New health technologies have the potential to improve healthcare and health systems. On the other hand, we have seen examples of new, highly specialized treatments implemented with little or no clinical evidence, and then proving to be ineffective or dangerous. For example, rotational atherectomy for coronary artery disease, 33 or laser therapy for coronary heart disease. 34
We support the conclusion of the Belgian Health Technology Assessment (HTA) 15 that on the basis of current evidence TAVI should be limited to patients who are inoperable for anatomical reasons only and, within this subgroup, only for those patients where the benefits clearly outweigh the burdens. On the basis of data from Belgium, we estimate that the number of patients in need of TAVI in Norway would be 13–15 per year. The actual number of TAVI treatments in Norway in 2012 was approximately 200 patients. 14
The recommendations in the various guidelines seem to lack a transparent link to the underlying evidence base and they do not seem to represent the results of a systematic and critical appraisal of that evidence. Recommendations in both the American and European guidelines are possibly broader than what is supported by the evidence.

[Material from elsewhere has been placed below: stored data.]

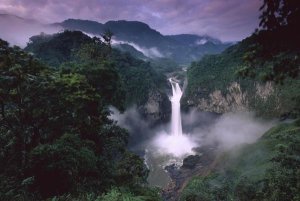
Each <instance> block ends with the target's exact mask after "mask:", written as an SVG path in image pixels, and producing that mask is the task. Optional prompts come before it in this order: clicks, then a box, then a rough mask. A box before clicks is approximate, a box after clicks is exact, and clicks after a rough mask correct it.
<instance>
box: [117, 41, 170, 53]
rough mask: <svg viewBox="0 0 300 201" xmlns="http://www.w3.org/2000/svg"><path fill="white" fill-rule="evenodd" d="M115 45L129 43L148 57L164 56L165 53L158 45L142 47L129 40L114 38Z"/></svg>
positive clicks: (125, 43) (132, 46) (133, 46)
mask: <svg viewBox="0 0 300 201" xmlns="http://www.w3.org/2000/svg"><path fill="white" fill-rule="evenodd" d="M112 44H113V45H118V44H128V45H131V46H132V47H134V48H135V49H136V50H137V51H139V52H142V53H143V54H144V55H145V56H146V57H149V58H161V57H164V55H163V54H162V53H161V52H160V51H159V50H158V49H157V47H151V48H146V47H141V46H139V45H137V44H135V43H133V42H129V41H121V40H116V39H113V40H112Z"/></svg>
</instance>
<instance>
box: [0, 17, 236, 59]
mask: <svg viewBox="0 0 300 201" xmlns="http://www.w3.org/2000/svg"><path fill="white" fill-rule="evenodd" d="M2 24H5V27H8V28H9V26H11V27H14V29H16V30H14V29H13V30H11V32H15V33H13V34H12V33H7V34H5V33H0V37H3V36H4V37H3V39H6V38H8V39H7V40H9V39H11V38H12V37H13V36H14V34H16V35H17V34H20V33H22V34H25V35H26V37H28V34H32V35H35V34H39V33H40V32H42V31H43V32H46V33H48V32H49V31H50V32H51V33H53V32H55V31H56V32H58V31H61V30H63V29H68V30H80V31H82V32H85V33H87V34H89V35H91V36H100V35H101V34H103V33H104V32H105V31H106V30H110V31H111V32H112V33H113V34H114V37H113V41H112V42H113V45H114V46H115V47H116V48H119V49H120V50H122V51H128V52H130V53H131V54H133V55H134V56H136V57H138V58H140V59H143V60H147V59H152V60H153V59H157V58H169V59H171V60H173V61H175V62H176V63H178V64H189V63H190V62H191V61H195V60H199V59H200V58H201V57H202V56H204V55H205V54H216V53H220V52H222V51H223V50H225V49H226V48H227V47H229V46H230V45H232V44H231V43H223V42H221V41H220V40H218V39H215V38H212V37H210V36H198V35H193V34H181V35H162V34H161V33H159V32H158V31H156V30H154V29H152V28H151V27H149V25H147V24H145V23H143V22H138V21H125V20H119V21H108V22H106V23H104V24H102V23H99V22H96V21H90V20H80V19H68V20H65V21H63V22H60V23H53V24H47V25H45V24H41V23H39V22H36V21H33V20H28V19H24V18H20V17H17V16H13V15H8V14H1V15H0V25H1V26H2ZM15 24H17V26H15ZM39 28H40V30H39ZM1 32H2V31H1ZM33 33H35V34H33ZM16 38H20V36H19V37H16ZM21 38H22V37H21ZM12 41H13V43H16V42H15V41H14V40H12ZM19 43H20V42H17V43H16V44H17V45H19Z"/></svg>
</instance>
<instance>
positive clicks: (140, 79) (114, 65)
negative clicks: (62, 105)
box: [25, 31, 166, 107]
mask: <svg viewBox="0 0 300 201" xmlns="http://www.w3.org/2000/svg"><path fill="white" fill-rule="evenodd" d="M25 50H27V51H29V52H32V53H33V54H34V55H35V56H36V57H37V58H40V59H41V60H42V61H44V62H45V63H46V64H48V65H50V66H52V67H53V68H60V67H62V68H70V67H69V66H74V65H75V66H80V68H84V67H85V66H86V65H95V64H93V63H91V64H89V63H90V61H93V59H95V58H97V57H99V58H98V59H100V60H101V58H102V57H104V55H103V54H108V53H110V54H109V58H107V59H108V60H107V63H106V65H109V66H110V69H111V70H115V71H116V73H117V74H116V75H114V74H113V73H112V72H109V71H103V72H100V71H99V72H98V73H97V74H98V77H95V82H96V81H97V82H98V85H103V86H106V85H107V84H110V85H111V84H114V85H116V86H117V85H118V79H117V77H118V76H120V78H121V79H120V82H121V83H120V84H122V90H123V92H125V97H124V98H123V99H122V98H121V99H120V98H116V101H118V102H121V101H124V105H123V107H128V106H130V105H132V104H137V105H138V106H141V105H143V104H145V103H146V102H147V100H148V98H149V94H150V93H161V92H163V88H164V86H165V84H166V78H165V77H164V76H163V75H162V74H159V73H158V72H156V71H155V69H154V68H153V66H151V65H150V63H149V62H144V61H142V60H139V59H136V58H134V57H133V56H131V55H130V54H128V53H122V52H120V51H119V50H117V49H112V48H107V47H106V46H105V45H104V44H102V43H101V42H100V41H99V40H97V39H96V38H90V37H89V36H87V35H85V34H83V33H82V32H80V31H65V32H63V33H58V34H54V35H43V34H42V35H38V36H33V37H31V38H30V43H28V45H27V47H26V48H25ZM78 64H80V65H78ZM96 65H99V64H98V63H97V64H96ZM71 68H73V67H71ZM74 68H75V67H74ZM91 73H92V74H93V73H96V72H91ZM94 76H96V74H94ZM106 77H115V78H116V80H115V81H114V82H113V83H107V79H106ZM136 86H139V87H136ZM107 88H108V87H107ZM111 90H112V91H105V92H104V93H103V96H104V97H106V96H110V94H111V93H113V91H114V90H115V89H114V88H111Z"/></svg>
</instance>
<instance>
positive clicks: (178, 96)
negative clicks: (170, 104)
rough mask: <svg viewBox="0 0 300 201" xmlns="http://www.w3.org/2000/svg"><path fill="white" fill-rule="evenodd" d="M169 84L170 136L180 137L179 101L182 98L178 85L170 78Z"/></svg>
mask: <svg viewBox="0 0 300 201" xmlns="http://www.w3.org/2000/svg"><path fill="white" fill-rule="evenodd" d="M169 82H170V83H171V85H172V96H171V97H170V101H171V103H172V117H171V132H172V133H171V134H172V135H174V136H182V126H181V113H180V99H181V96H182V91H181V89H180V86H179V84H178V83H177V82H175V81H174V80H173V79H172V78H170V79H169Z"/></svg>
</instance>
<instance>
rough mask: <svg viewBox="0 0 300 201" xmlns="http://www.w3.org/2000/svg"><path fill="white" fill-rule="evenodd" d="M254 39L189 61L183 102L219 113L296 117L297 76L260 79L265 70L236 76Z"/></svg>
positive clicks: (281, 116)
mask: <svg viewBox="0 0 300 201" xmlns="http://www.w3.org/2000/svg"><path fill="white" fill-rule="evenodd" d="M256 41H257V39H256V38H255V36H252V37H249V38H247V39H245V40H243V41H241V42H240V43H238V44H236V45H234V46H232V47H230V48H228V49H227V50H226V51H224V52H223V53H221V54H219V55H212V56H205V57H204V58H203V59H201V60H200V61H198V62H194V63H192V64H191V66H190V68H189V69H188V72H187V77H188V86H187V89H186V96H185V104H186V105H189V106H195V107H197V108H199V109H200V110H204V111H213V112H218V113H224V112H230V111H255V112H256V113H257V114H258V115H260V116H264V117H283V116H297V115H298V114H299V106H298V105H299V94H300V91H299V89H300V80H299V79H297V78H296V79H290V78H287V79H286V80H285V81H284V83H282V84H276V83H275V82H272V81H263V79H262V78H261V76H262V75H264V73H265V71H264V70H261V71H257V72H259V73H257V74H258V75H257V77H252V78H251V77H247V78H242V77H241V76H238V73H239V71H240V69H241V68H243V66H245V65H246V64H247V62H246V61H245V55H246V54H247V52H248V51H249V49H250V48H252V47H253V44H255V42H256ZM280 57H281V59H285V56H284V55H281V56H280ZM260 63H261V64H260V65H262V62H261V61H260ZM258 65H259V64H258ZM266 65H268V64H266ZM265 69H267V68H265Z"/></svg>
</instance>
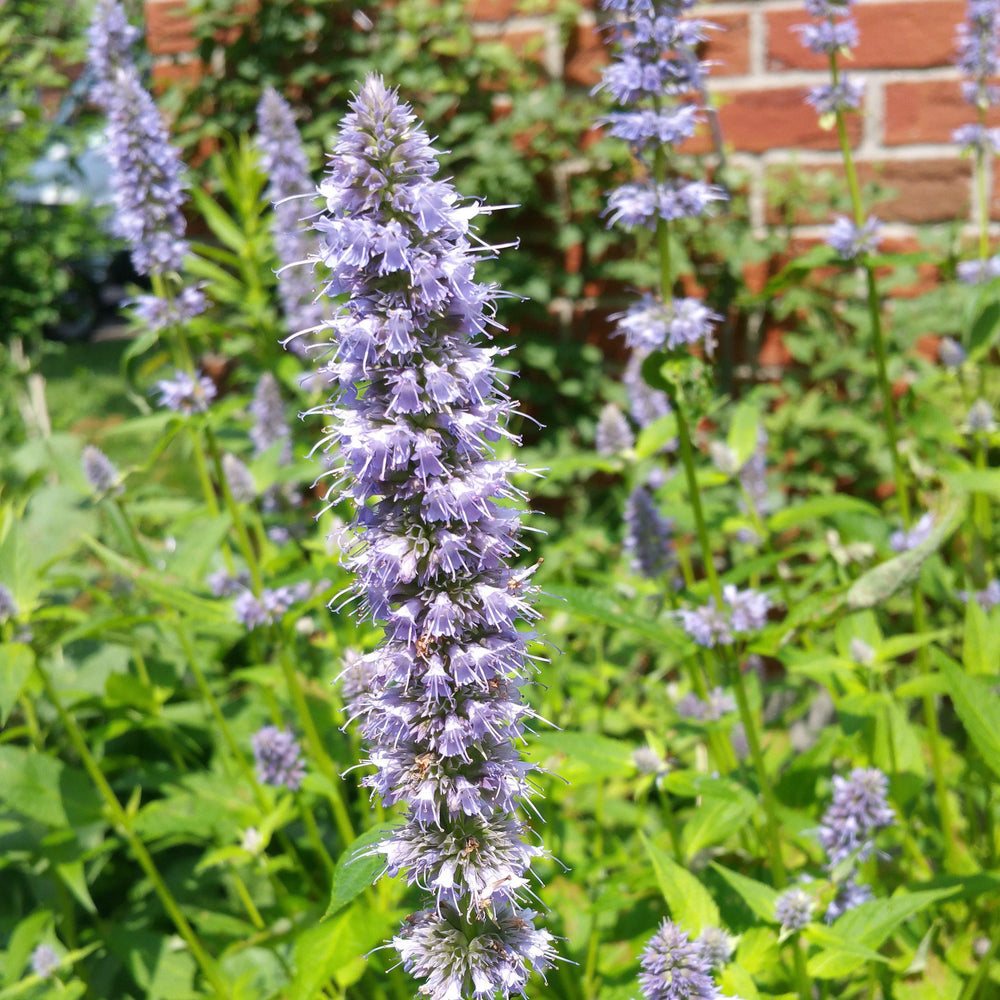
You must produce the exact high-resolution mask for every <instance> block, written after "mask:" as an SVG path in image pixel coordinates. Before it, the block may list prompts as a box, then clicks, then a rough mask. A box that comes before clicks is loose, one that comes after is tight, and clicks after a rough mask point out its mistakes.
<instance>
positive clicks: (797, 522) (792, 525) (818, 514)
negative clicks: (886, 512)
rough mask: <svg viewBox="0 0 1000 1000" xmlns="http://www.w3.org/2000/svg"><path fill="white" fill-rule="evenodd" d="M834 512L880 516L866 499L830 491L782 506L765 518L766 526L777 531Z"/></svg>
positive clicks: (840, 513)
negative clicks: (782, 507)
mask: <svg viewBox="0 0 1000 1000" xmlns="http://www.w3.org/2000/svg"><path fill="white" fill-rule="evenodd" d="M834 514H870V515H871V516H872V517H878V518H880V517H881V516H882V515H881V513H880V511H879V509H878V508H877V507H875V506H874V505H873V504H870V503H868V501H866V500H860V499H858V497H852V496H848V495H847V494H846V493H831V494H830V495H829V496H823V497H811V498H810V499H809V500H804V501H803V502H802V503H799V504H794V505H793V506H791V507H783V508H782V509H781V510H779V511H776V512H775V513H774V514H772V515H771V516H770V517H769V518H768V519H767V526H768V528H770V530H771V531H773V532H779V531H784V530H785V529H786V528H791V527H794V526H795V525H797V524H803V523H806V522H810V521H816V520H818V519H819V518H821V517H831V516H833V515H834Z"/></svg>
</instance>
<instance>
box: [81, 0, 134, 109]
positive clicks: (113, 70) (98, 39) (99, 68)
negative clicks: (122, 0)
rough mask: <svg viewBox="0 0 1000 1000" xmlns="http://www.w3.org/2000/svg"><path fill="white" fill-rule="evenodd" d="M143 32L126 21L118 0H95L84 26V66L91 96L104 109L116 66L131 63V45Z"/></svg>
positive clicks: (110, 100)
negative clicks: (92, 9) (93, 7)
mask: <svg viewBox="0 0 1000 1000" xmlns="http://www.w3.org/2000/svg"><path fill="white" fill-rule="evenodd" d="M141 35H142V32H141V31H140V30H139V29H138V28H137V27H136V26H135V25H133V24H129V21H128V17H127V16H126V14H125V8H124V7H123V6H122V5H121V3H119V2H118V0H97V3H95V4H94V14H93V18H92V19H91V23H90V26H89V27H88V28H87V42H88V46H87V66H88V68H89V70H90V74H91V76H92V79H93V82H92V84H91V87H90V99H91V100H92V101H93V102H94V103H95V104H96V105H97V106H98V107H99V108H102V109H104V110H107V107H108V105H109V103H110V101H111V97H112V94H113V93H114V80H115V77H116V75H117V73H118V70H119V69H122V68H124V67H125V66H130V65H131V64H132V55H131V51H130V50H131V48H132V46H133V45H135V43H136V42H137V41H138V40H139V38H140V37H141Z"/></svg>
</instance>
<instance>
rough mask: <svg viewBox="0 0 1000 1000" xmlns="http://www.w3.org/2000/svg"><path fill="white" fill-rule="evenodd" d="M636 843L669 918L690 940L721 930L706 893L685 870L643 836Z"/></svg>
mask: <svg viewBox="0 0 1000 1000" xmlns="http://www.w3.org/2000/svg"><path fill="white" fill-rule="evenodd" d="M639 840H640V841H641V842H642V846H643V847H644V848H645V849H646V854H647V855H649V860H650V861H651V862H652V864H653V871H654V872H655V873H656V882H657V885H659V887H660V892H661V893H663V898H664V899H665V900H666V903H667V906H669V907H670V916H671V917H672V918H673V920H674V921H675V923H678V924H680V926H681V927H683V928H684V930H686V931H688V932H689V933H690V934H691V935H692V936H693V935H697V934H700V933H701V932H702V931H703V930H704V929H705V928H706V927H719V926H721V918H720V917H719V908H718V906H716V905H715V900H713V899H712V897H711V895H710V894H709V892H708V890H707V889H706V888H705V887H704V886H703V885H702V884H701V883H700V882H699V881H698V879H697V878H695V876H694V875H692V874H691V872H689V871H688V870H687V869H686V868H682V867H681V866H680V865H679V864H677V862H675V861H674V860H673V859H672V858H670V857H669V856H668V855H667V854H666V853H665V852H664V851H662V850H661V849H660V848H659V847H657V846H656V845H655V844H654V843H653V842H652V841H651V840H650V839H649V838H648V837H647V836H646V835H645V834H644V833H640V834H639Z"/></svg>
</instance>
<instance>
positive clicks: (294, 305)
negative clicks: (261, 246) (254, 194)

We have used only one patient case to illustrate the ethical dilemma patients and doctors face in cases of this type. Although we cannot generalize our conclusion on the basis of this case alone, the evidence base we used to assess this case is representative for many inoperable AS patients in need of valve replacement. The evidence was so weak that we were led to question whether the recommendations for medically inoperable patients, with high risks and old age, were acceptable at all. We have only examined the implementation of TAVI. Nevertheless our reflections are partly applicable to the implementation of other new health technologies. The method used is systematic, impartial and considers the perspective of all stakeholders. We hope the transparency of the method is sufficient to set forth our principal concerns and promote further discussion amongst clinicians and policymakers.
Conclusion
Ethically justifiable decisions about implementing new costly treatments should be based on appropriate procedures and widely agreed principles of evidence-informed priority setting. Ideally the decision procedure should grade the quality of evidence of the relevant outcomes, balance desirable and undesirable effects, and consider whether the intervention represents a wise use of resources. This should be regulated at national and regional levels to safeguard the individual patient, to ensure better and fairer allocation of common resources and to support physicians in individual priority-setting decisions.
Footnotes
Authors’ note
Concerning informed consent: The patient in the article is a paradigmatic case, based on several patients we have seen in our Heart Department. The patient is unidentifiable for any readers or patients. No information concerning the patients is stored. In the process of writing the article, the Data Protection Officer at our hospital was contacted concerning informed consent. The Data Protection officer is the local authority who controls that research is in accordance with the Norwegian Personal Data Act and the Health Data Filling system. Due to the fact that the patient is composed on the basis of several patients, serving as a paradigmatic case, and the fact that the patient is not identifiable in any way, the Data Protection Officer determined that there was no need for an informed consent.
Declaration of conflicting interests
None declared.
Funding
This research received no specific grant from any funding agency in the public, commercial, or not-for-profit sectors.